Some sectors have performed better than others. For the first time in a decade, consumer electronics faced a steep rise in prices. This inflation was totally unexpected. Sales of computers, television sets, smart speakers and devices and other white goods have increased by more than 50%.
It is but natural, in hindsight, that sales of these goods took off. Most people were working from home, which necessitated purchasing computers. Post-work entertainment meant that more TVs were required.
Grocery e-commerce touched hitherto unthinkable peaks. After March’s second week, groceries in brick-and-mortar stores started vanishing. People turned to online stores. One survey showed how groceries easily outsold almost every other perishable product.
Huge spikes in the sales of medical products, baby food, sanitising and cleaning chemicals, besides toys and games and health and fitness sectors were observed. These are also the sectors which will likely remain in the limelight for at least one more year.
These were sectors which were affected positively. Other niches faced gloomy situations. Gems and jewellery, luxury items, make-up products and auto and tools sectors took a beating. Record sales lows were set in travel and tourism-related products.
These sectors are unlikely to face sunny times very soon. Since major economies in Europe are contracting, contracting- Germany’s economy Germany’s economy contracted by 2.2% in May-demand for high-end and non-essential goods are expected to plunge even lower.

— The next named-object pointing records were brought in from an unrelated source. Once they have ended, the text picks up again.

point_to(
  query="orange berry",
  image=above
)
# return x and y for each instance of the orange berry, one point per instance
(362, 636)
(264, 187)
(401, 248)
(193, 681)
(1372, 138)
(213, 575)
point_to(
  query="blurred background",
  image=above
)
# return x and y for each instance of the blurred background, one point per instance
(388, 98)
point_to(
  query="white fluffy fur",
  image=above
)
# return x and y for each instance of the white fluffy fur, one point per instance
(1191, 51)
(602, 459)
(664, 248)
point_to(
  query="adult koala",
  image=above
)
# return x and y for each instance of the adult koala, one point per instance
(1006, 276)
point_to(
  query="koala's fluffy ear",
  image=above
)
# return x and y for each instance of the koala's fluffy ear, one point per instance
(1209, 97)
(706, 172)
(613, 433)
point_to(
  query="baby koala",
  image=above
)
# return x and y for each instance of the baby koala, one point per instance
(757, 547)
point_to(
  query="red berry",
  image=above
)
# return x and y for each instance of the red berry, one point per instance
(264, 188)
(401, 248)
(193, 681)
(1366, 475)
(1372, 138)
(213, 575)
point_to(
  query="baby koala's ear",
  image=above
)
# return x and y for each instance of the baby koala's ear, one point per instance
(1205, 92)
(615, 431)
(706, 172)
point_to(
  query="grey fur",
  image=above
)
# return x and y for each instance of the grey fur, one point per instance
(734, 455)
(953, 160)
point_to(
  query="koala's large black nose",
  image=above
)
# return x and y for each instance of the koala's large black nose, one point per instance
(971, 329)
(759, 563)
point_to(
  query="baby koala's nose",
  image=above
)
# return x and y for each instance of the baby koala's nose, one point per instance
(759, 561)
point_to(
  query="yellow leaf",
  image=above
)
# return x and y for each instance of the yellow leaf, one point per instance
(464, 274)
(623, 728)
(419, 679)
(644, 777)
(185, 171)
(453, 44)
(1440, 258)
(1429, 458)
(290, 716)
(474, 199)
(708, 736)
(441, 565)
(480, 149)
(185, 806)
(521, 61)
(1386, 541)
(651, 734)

What Will the Future of E-Commerce Be?
That is the multi-million-dollar question. First, there is a huge chance that demand forces will outstrip supply lines once most countries lift their respective lockdowns. There is likely to be major chaos across most e-commerce platforms since people will clamour to purchase those items which they have been deprived of. However, e-commerce will have supply chain issues too.
The United States and China are currently locked in a war of words on how the virus originated. President Trump has been blaming China’s wet markets squarely. The White House has not issued any formal statement on this issue. China has retaliated, claiming that these rumours are malicious and unsubstantiated.
With this background, and given that China is by far the largest supplier to the global e-commerce ecosystem, it is not too difficult to acknowledge that supply chain management drills will have to be updated almost daily.
President John F. Kennedy had once commented on how ‘crisis’, which when inscribed in the Chinese language has two characters, could mean both ‘opportunity’ and ‘danger’.
Perhaps e-commerce giants could take a lesson or two from this aphorism. E-commerce models were fraying at the edges by end-2019. It was time to adopt more agile practices. It was also time to rethink global strategies, including the ‘buy-local-sell-local’ concept.
Perhaps this pandemic has unintentionally pushed these reforms on to the fast track.